In this article, we will learn how to backup our data. We will take advantages of Scaleway’s Object Storage service and Duplicity. Duplicity is a free and open-source tool that backs up folders to a remote server. Using libsync and GPG, Duplicity is able to make space-efficient encrypted backups.
Our objectives are to:
To achieve this, we will:
You can easily backup your existing dedicated server with Duplicity. When you are using a Online by Scaleway Dedibox or a Scaleway Bare Metal Server, the data transfer is free of charge within the same region.
Requirements
- You have access to a Ubuntu/Debian server
- You have an account and are logged into console.scaleway.com
- You have generated your API Key
1 . Log in to the Scaleway Console
2 . Click Storage from the left side menu. The Storage page lists all your buckets. At first, your list is empty as you have not created any bucket yet.

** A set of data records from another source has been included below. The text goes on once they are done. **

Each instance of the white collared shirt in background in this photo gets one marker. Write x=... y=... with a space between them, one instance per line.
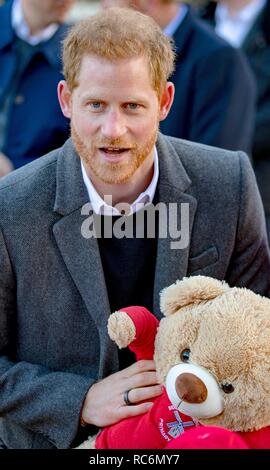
x=100 y=206
x=234 y=29
x=22 y=30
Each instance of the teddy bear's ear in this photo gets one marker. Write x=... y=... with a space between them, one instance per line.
x=191 y=290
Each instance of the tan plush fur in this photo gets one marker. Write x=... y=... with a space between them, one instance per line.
x=228 y=333
x=121 y=329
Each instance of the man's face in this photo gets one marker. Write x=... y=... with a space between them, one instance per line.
x=115 y=113
x=51 y=11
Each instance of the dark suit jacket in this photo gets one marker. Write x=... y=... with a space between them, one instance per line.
x=256 y=47
x=212 y=82
x=53 y=301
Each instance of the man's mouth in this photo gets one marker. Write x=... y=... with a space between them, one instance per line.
x=113 y=150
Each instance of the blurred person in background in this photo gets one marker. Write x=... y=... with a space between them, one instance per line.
x=215 y=90
x=31 y=122
x=246 y=25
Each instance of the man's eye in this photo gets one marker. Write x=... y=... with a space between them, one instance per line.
x=95 y=105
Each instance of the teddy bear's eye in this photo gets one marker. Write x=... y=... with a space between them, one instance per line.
x=185 y=354
x=227 y=388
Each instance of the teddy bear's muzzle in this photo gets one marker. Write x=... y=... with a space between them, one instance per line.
x=194 y=391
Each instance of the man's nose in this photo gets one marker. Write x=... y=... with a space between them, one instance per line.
x=114 y=125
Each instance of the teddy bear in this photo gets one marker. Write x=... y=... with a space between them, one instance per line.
x=212 y=356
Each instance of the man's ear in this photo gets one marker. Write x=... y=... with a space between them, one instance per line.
x=166 y=101
x=64 y=97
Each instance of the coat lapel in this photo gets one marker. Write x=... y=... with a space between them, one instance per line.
x=171 y=264
x=81 y=255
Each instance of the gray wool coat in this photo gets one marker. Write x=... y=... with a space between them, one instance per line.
x=53 y=301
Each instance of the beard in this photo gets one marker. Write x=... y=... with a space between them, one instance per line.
x=109 y=172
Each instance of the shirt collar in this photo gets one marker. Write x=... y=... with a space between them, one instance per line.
x=176 y=21
x=22 y=30
x=102 y=208
x=246 y=15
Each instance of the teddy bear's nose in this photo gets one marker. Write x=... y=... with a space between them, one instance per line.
x=190 y=388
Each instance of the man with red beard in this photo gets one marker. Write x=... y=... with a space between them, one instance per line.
x=61 y=376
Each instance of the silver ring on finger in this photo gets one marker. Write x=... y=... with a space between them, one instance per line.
x=126 y=398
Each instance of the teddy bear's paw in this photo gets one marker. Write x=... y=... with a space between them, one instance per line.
x=88 y=444
x=121 y=329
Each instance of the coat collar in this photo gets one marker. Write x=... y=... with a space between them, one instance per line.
x=7 y=35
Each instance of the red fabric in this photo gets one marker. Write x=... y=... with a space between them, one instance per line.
x=163 y=426
x=208 y=437
x=146 y=325
x=152 y=430
x=257 y=439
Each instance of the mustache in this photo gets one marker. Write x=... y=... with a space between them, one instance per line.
x=121 y=143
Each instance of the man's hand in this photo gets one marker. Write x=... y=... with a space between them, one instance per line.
x=5 y=165
x=104 y=403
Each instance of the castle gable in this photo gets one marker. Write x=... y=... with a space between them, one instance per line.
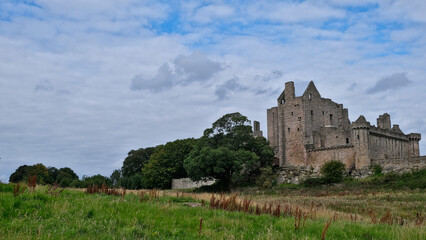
x=309 y=130
x=311 y=91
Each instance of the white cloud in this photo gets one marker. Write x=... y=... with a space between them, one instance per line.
x=293 y=12
x=394 y=81
x=92 y=54
x=195 y=67
x=213 y=12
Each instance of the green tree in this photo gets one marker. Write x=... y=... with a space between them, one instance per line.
x=40 y=171
x=229 y=153
x=115 y=177
x=333 y=171
x=135 y=161
x=166 y=163
x=20 y=174
x=97 y=180
x=53 y=174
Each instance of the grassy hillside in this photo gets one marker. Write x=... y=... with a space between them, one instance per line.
x=41 y=213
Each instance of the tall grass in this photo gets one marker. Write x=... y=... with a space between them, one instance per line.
x=74 y=214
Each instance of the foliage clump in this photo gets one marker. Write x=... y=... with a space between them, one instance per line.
x=229 y=153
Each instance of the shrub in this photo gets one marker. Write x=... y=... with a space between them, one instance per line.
x=333 y=171
x=267 y=178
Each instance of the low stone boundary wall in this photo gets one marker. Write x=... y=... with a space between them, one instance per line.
x=297 y=174
x=185 y=183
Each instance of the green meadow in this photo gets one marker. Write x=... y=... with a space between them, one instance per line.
x=41 y=213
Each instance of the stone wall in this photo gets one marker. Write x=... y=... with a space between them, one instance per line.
x=297 y=174
x=400 y=165
x=185 y=183
x=345 y=154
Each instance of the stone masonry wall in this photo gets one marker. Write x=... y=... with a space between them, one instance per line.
x=185 y=183
x=344 y=154
x=297 y=174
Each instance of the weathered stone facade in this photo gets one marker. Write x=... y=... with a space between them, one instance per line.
x=310 y=130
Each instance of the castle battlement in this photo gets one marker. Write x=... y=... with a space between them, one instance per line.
x=308 y=130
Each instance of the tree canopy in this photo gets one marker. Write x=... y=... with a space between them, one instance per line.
x=229 y=153
x=166 y=163
x=135 y=161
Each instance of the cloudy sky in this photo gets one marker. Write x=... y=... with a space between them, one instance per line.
x=84 y=82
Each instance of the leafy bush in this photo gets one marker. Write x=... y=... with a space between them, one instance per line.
x=6 y=187
x=333 y=171
x=267 y=178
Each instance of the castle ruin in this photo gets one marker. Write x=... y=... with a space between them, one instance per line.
x=310 y=130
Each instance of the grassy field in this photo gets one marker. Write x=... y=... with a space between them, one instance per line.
x=44 y=214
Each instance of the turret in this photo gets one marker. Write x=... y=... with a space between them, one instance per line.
x=383 y=121
x=414 y=139
x=289 y=90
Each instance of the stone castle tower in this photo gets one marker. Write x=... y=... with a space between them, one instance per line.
x=310 y=130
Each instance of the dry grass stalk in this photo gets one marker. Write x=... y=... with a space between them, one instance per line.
x=53 y=190
x=153 y=194
x=297 y=218
x=123 y=193
x=304 y=219
x=419 y=219
x=387 y=218
x=17 y=189
x=201 y=227
x=372 y=215
x=277 y=211
x=32 y=182
x=142 y=193
x=324 y=231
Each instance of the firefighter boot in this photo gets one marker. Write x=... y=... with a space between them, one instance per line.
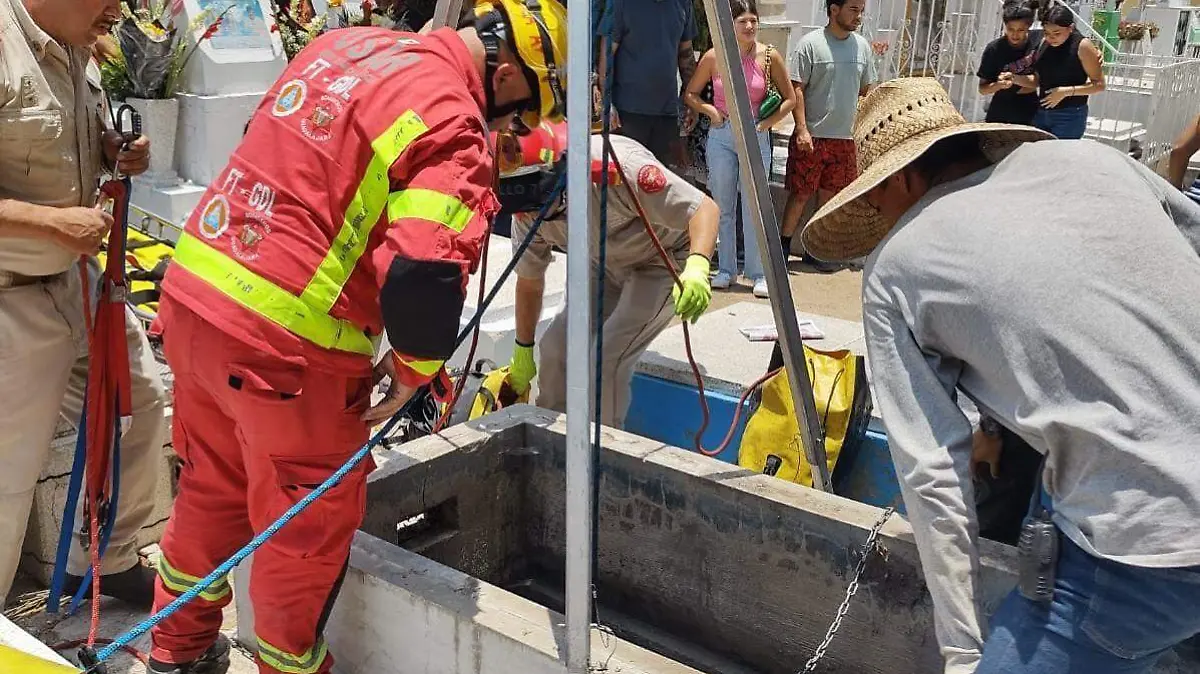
x=133 y=587
x=214 y=661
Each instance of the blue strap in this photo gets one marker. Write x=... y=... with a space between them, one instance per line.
x=106 y=531
x=67 y=530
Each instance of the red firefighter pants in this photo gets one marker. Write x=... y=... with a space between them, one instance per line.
x=255 y=437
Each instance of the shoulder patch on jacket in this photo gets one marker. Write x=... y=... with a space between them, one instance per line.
x=652 y=180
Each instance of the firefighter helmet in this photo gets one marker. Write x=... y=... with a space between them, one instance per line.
x=537 y=31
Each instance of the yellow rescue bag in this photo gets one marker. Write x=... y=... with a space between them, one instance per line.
x=484 y=392
x=15 y=661
x=772 y=441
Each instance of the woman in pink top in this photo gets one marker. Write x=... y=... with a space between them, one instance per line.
x=724 y=175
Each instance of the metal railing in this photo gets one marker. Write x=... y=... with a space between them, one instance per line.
x=1146 y=102
x=1149 y=97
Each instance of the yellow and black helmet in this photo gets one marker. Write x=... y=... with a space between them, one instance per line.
x=537 y=31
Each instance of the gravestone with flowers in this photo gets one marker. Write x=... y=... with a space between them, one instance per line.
x=237 y=56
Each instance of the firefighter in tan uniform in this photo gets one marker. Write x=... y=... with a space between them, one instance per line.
x=640 y=296
x=53 y=149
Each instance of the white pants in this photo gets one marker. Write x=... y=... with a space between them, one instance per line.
x=43 y=366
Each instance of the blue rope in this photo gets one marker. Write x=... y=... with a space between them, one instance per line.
x=333 y=481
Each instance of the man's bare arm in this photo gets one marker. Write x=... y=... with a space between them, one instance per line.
x=687 y=59
x=19 y=220
x=77 y=229
x=1186 y=145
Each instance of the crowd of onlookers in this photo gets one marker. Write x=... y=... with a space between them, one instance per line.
x=817 y=84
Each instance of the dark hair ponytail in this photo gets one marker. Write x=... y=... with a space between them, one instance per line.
x=1017 y=11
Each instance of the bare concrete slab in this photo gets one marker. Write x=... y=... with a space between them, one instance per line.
x=729 y=361
x=708 y=565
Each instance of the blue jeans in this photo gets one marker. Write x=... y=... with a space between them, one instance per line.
x=1105 y=618
x=1067 y=124
x=724 y=182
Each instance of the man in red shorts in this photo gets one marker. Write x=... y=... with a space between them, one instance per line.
x=831 y=68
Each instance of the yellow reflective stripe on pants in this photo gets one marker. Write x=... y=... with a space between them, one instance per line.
x=425 y=368
x=433 y=206
x=307 y=662
x=364 y=211
x=268 y=300
x=179 y=582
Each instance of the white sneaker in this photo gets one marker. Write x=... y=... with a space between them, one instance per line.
x=721 y=281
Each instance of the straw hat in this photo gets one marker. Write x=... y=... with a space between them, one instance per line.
x=895 y=124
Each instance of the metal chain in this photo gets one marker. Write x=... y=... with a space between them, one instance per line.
x=868 y=548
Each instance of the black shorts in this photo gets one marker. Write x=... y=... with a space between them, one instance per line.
x=658 y=133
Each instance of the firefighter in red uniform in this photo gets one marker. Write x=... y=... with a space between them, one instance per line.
x=358 y=202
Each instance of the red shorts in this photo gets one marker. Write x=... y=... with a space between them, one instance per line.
x=831 y=166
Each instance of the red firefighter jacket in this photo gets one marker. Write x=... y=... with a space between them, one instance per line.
x=358 y=200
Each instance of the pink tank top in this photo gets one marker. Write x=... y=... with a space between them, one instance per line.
x=755 y=78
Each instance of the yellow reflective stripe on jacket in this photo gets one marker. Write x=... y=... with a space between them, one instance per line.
x=179 y=582
x=425 y=368
x=433 y=206
x=268 y=300
x=307 y=662
x=361 y=215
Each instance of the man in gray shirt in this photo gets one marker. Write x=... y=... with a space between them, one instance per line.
x=1075 y=325
x=831 y=70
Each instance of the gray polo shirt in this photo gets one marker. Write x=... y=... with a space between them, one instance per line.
x=833 y=71
x=1063 y=304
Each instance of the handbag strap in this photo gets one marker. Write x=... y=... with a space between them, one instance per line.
x=766 y=70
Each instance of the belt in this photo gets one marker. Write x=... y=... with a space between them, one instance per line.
x=13 y=280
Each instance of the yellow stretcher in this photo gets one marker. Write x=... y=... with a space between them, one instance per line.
x=15 y=661
x=145 y=259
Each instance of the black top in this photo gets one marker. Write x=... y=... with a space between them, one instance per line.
x=1007 y=104
x=1060 y=66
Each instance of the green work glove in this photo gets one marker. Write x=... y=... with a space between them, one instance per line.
x=522 y=369
x=693 y=298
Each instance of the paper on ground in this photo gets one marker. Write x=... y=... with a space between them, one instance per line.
x=809 y=330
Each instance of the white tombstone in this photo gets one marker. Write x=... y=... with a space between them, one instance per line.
x=221 y=88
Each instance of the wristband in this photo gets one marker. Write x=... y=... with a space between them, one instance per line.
x=989 y=427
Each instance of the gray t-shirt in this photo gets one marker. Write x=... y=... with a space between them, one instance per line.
x=833 y=72
x=1077 y=329
x=669 y=202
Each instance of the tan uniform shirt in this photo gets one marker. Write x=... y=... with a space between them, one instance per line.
x=51 y=126
x=669 y=202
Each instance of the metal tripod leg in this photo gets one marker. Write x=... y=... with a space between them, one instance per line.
x=757 y=194
x=447 y=13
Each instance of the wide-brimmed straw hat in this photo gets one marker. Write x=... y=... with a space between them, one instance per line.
x=897 y=122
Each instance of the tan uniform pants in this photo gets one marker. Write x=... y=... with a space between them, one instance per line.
x=636 y=310
x=43 y=366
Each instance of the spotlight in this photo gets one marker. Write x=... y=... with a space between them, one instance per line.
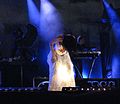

3 . Click Create a Bucket to create a bucket that will store your objects.
4 . Name your bucket and validate your bucket creation. A bucket name must be unique and contain only alphanumeric and lowercase characters.
We are going to install Duplicity. To make sure we can generate a GPG Key, we need to create some entropy, we suggest using Haveged constantly on your sever to generate a small amount of entropy. You can find the link to the latest version of Duplicity on their website. You may replace the link used with wget
if a newer version is available.
For Ubuntu and Debian :
apt update && apt upgrade
apt install -y python3-boto python3-pip haveged gettext librsync-dev
wget https://code.launchpad.net/duplicity/0.8-series/0.8.12/+download/duplicity-0.8.12.1612.tar.gz
tar xaf duplicity-0.8.*.tar.gz
cd duplicity-0.8.*/
pip3 install -r requirements.txt
python3 setup.py install
The instructions that follows will also work for CentOS / RHEL / Fedora and MacOS
To generate the GPG key, launch this command.
gpg --full-generate-key
Enter and remember a passphrase. You will be asked to define the characteristics of your keys. We will go with default settings:
GPG will then ask how to call your key, an address and a description.
$ gpg --full-generate-key
gpg (GnuPG) 2.1.18; Copyright (C) 2017 Free Software Foundation, Inc.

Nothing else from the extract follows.